Figure 3. PRC1-positive bivalent domains are functionally distinct.

(A) Box plot shows 25^th, 50^th and 75^th percentile Ring1B ChIP-Seq signals for Ring1B-positive bivalent promoters, Ring1B-negative bivalent promoters, and for H3K4me3 only promoters. (B) Plot illustrates fraction of genes up-regulated (red) or down-regulated (blue) in PRC1-deficient ES cells for the indicated gene sets (see text for details on Ring1A/B dKO ES cell model). De-repression is evident for a significantly greater proportion of PRC1-positive bivalent promoters (p-value by Fisher's exact test). (C) The proportion of bivalent mouse promoters for which the human ortholog also carries H3K27me3 is indicated, contingent on Ring1B status in mouse ES cells. (D) The proportion of bivalent promoters for which H3K27me3 is retained in ES cell-derived neural progenitors (‘NPCs’), contingent on Ring1B status in mouse ES cells. (E) Gene Ontology categories over-represented in PRC1-positive or PRC1-negative bivalent gene sets.

Figure 4. CG-density and DNA motif occurrences predict genomewide PcG complex localization.

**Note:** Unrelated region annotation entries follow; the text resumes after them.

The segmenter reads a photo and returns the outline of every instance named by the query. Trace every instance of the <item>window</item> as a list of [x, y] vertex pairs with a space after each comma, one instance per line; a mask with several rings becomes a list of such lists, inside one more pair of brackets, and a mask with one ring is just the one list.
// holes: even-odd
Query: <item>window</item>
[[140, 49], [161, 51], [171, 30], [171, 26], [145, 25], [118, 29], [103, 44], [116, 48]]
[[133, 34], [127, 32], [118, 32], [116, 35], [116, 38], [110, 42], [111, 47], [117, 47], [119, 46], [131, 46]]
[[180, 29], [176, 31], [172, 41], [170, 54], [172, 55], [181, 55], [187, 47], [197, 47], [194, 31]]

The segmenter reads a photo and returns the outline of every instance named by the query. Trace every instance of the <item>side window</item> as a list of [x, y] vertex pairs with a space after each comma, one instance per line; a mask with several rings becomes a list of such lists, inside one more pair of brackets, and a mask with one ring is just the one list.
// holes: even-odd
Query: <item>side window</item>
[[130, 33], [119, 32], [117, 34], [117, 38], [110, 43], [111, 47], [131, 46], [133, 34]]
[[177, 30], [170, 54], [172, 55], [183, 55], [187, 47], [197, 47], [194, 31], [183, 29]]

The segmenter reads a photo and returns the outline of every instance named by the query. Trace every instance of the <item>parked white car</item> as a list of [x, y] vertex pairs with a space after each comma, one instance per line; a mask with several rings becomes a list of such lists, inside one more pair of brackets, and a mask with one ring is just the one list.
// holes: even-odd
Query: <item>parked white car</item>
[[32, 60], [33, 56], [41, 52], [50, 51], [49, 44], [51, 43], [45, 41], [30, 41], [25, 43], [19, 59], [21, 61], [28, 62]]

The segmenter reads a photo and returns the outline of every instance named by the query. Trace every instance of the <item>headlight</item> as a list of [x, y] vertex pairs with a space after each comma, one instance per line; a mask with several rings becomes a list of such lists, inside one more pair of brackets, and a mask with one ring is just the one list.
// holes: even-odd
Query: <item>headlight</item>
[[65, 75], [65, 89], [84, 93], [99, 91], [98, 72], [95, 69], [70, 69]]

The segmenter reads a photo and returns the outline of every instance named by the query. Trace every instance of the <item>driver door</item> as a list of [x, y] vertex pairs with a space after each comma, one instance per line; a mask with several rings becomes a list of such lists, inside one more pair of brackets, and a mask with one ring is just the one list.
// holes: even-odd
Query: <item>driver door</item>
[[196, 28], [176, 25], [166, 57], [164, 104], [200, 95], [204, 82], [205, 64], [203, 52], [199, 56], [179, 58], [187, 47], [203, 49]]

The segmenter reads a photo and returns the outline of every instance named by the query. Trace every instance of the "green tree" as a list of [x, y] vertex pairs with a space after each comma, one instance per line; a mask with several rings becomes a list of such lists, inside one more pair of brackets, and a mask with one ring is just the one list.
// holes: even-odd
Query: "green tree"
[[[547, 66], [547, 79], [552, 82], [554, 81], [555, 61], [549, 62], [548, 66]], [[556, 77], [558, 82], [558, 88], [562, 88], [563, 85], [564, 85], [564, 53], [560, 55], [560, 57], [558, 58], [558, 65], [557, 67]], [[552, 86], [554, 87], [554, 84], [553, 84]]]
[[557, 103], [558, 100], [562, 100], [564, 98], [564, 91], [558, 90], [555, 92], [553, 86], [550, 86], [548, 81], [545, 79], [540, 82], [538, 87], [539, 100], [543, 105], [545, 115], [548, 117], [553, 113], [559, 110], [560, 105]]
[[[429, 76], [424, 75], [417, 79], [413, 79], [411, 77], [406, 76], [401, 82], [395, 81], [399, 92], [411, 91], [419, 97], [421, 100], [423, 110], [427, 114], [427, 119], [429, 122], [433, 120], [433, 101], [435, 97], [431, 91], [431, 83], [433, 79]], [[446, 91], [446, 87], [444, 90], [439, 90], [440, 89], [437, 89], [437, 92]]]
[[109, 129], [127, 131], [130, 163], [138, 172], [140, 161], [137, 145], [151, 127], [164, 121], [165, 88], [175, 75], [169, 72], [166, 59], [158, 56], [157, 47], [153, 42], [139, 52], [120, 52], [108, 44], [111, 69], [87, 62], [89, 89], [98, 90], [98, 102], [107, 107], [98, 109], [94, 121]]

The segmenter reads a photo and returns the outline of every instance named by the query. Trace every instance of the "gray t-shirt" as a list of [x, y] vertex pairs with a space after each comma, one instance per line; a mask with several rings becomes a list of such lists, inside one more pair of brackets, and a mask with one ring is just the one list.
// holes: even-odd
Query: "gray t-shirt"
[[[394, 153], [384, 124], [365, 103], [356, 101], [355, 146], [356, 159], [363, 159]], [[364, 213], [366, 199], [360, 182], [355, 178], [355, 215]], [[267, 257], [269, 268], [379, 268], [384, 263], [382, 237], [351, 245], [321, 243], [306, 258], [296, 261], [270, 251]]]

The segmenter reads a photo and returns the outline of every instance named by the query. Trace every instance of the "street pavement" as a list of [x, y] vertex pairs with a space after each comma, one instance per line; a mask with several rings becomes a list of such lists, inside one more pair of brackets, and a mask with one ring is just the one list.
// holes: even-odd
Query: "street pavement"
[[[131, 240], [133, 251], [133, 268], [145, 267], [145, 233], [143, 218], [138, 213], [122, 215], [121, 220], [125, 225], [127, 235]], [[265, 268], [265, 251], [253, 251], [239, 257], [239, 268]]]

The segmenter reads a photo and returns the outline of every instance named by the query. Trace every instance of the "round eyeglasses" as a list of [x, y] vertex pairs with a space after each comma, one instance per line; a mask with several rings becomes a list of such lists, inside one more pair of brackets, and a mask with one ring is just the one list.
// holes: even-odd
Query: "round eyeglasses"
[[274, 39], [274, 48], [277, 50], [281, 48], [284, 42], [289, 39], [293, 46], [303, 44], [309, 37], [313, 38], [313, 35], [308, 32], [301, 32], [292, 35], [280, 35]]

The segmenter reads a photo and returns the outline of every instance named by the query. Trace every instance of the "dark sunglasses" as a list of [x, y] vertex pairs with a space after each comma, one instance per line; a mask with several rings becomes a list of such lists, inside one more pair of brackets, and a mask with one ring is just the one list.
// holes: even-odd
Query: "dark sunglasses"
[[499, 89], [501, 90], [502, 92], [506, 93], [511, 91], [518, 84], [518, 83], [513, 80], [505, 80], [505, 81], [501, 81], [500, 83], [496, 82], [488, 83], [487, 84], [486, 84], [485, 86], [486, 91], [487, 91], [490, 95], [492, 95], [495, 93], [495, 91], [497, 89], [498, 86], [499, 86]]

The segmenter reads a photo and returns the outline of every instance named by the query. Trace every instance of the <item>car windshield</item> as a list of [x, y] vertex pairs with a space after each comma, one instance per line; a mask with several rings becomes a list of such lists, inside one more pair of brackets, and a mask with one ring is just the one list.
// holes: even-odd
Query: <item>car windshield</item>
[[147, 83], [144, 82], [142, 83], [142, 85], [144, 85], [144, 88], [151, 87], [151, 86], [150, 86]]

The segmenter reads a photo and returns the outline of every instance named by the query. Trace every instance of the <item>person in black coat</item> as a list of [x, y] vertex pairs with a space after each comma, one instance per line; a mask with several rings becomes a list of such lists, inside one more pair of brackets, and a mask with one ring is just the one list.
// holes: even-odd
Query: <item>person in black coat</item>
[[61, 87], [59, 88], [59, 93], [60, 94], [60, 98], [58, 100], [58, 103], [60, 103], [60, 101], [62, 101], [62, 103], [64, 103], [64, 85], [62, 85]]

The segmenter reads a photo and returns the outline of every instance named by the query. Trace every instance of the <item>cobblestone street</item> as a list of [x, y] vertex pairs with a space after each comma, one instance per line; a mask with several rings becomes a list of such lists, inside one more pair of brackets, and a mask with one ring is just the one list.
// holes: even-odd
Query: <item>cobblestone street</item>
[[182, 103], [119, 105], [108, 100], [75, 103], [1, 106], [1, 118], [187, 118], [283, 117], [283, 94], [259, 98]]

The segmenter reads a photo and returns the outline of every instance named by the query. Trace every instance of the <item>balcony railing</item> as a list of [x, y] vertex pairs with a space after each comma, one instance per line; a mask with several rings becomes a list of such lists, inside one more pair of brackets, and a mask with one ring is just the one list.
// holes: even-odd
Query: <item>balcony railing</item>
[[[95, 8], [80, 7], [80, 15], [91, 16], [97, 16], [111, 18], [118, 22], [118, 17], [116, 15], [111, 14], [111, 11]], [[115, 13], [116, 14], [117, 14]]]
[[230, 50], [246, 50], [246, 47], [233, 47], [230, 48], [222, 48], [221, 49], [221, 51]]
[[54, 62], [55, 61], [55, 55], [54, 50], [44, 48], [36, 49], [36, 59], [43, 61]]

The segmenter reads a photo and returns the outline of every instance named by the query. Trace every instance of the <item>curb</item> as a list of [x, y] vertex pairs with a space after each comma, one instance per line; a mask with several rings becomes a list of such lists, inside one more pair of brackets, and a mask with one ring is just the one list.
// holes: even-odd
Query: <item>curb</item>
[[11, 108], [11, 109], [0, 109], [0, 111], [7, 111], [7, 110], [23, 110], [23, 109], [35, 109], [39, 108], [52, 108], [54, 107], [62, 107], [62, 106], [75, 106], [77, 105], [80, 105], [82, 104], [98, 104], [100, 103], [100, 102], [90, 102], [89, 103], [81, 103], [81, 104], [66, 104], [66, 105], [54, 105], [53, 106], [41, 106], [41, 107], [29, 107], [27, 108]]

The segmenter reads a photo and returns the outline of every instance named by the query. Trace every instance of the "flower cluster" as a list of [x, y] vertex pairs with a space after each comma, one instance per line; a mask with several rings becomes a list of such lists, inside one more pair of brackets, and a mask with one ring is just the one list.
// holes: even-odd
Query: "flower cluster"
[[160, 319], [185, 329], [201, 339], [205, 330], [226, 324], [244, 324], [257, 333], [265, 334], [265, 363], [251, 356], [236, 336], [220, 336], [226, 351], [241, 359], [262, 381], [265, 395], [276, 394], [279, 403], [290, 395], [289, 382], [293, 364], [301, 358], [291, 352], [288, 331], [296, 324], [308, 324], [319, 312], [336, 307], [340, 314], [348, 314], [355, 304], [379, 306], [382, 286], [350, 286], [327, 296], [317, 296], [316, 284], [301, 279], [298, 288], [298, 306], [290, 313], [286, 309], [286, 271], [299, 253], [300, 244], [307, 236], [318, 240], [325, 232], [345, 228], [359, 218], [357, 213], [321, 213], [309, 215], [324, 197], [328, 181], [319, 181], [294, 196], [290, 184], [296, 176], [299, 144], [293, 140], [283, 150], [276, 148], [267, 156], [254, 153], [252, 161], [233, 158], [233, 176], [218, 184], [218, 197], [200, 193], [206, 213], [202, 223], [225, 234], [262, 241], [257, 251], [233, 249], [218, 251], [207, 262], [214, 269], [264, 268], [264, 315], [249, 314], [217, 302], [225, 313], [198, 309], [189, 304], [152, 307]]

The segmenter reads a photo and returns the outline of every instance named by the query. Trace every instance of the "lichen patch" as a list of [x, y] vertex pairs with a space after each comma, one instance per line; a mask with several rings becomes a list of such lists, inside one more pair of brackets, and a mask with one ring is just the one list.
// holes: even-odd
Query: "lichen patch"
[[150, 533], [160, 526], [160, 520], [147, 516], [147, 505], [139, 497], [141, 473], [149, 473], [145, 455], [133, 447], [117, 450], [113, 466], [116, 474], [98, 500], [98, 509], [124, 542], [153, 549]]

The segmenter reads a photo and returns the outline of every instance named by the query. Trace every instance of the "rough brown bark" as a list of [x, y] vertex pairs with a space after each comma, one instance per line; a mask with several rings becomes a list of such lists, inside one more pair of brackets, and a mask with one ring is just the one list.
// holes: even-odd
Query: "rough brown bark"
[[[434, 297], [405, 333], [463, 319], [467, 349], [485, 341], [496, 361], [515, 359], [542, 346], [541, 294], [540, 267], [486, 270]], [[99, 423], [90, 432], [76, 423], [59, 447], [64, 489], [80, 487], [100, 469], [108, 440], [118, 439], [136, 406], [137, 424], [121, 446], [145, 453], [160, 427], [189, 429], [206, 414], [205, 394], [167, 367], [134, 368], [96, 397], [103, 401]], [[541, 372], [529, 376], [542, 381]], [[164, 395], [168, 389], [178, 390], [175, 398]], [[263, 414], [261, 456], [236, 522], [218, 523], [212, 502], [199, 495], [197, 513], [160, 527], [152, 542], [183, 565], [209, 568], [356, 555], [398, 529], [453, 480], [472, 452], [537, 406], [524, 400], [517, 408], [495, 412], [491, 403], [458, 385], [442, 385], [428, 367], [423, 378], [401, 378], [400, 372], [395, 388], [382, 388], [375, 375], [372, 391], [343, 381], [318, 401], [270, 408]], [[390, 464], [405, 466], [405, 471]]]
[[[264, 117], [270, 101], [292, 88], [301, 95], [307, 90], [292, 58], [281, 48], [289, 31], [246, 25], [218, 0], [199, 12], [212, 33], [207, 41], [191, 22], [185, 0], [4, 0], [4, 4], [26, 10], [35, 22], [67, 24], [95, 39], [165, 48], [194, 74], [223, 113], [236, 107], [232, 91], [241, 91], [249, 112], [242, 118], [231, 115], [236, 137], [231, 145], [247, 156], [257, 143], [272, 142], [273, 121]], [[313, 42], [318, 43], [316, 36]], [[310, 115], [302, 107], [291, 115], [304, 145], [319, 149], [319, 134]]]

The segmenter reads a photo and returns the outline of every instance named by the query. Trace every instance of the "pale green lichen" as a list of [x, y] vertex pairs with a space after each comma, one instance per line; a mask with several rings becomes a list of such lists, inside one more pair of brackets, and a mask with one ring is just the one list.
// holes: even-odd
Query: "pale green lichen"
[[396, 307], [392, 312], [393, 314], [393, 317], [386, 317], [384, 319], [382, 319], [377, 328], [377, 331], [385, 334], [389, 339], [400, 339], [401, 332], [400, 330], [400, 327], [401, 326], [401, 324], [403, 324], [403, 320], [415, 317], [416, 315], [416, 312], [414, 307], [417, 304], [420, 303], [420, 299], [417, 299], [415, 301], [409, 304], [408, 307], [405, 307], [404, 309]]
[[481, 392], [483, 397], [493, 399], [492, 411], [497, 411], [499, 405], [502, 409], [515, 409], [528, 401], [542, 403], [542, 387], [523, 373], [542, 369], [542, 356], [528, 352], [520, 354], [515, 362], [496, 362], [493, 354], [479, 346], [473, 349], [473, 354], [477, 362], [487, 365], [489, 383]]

(A) Proportion of CpG islands with a given chromatin state in mouse ES cells. More than 97% of Ezh2 sites in mouse ES cells correspond to CpG islands or other highly CG-rich sequences. A systematic screen reveals sets of DNA motifs over-represented in (B) Ezh2-positive CpG islands or (C) Ezh2-negative CpG islands (enrichment in parentheses). (D) Expression levels of implicated TFs in mouse ES cells. Motifs enriched in Ezh2-positive CpG islands correspond to repressors or to TFs that are not expressed. Motifs enriched in Ezh2-negative CpG islands correspond to highly expressed activators. (E) Ezh2 ChIP-Seq signals for CpG islands predicted as PRC2-positive or PRC2-negative based on motif occurrences. (F) H3K27me3 ChIP-Seq signals for human ES cells for CpG islands predicted to be PRC2-positive or PRC2-negative based on occurrences of the motifs originally identified in mouse.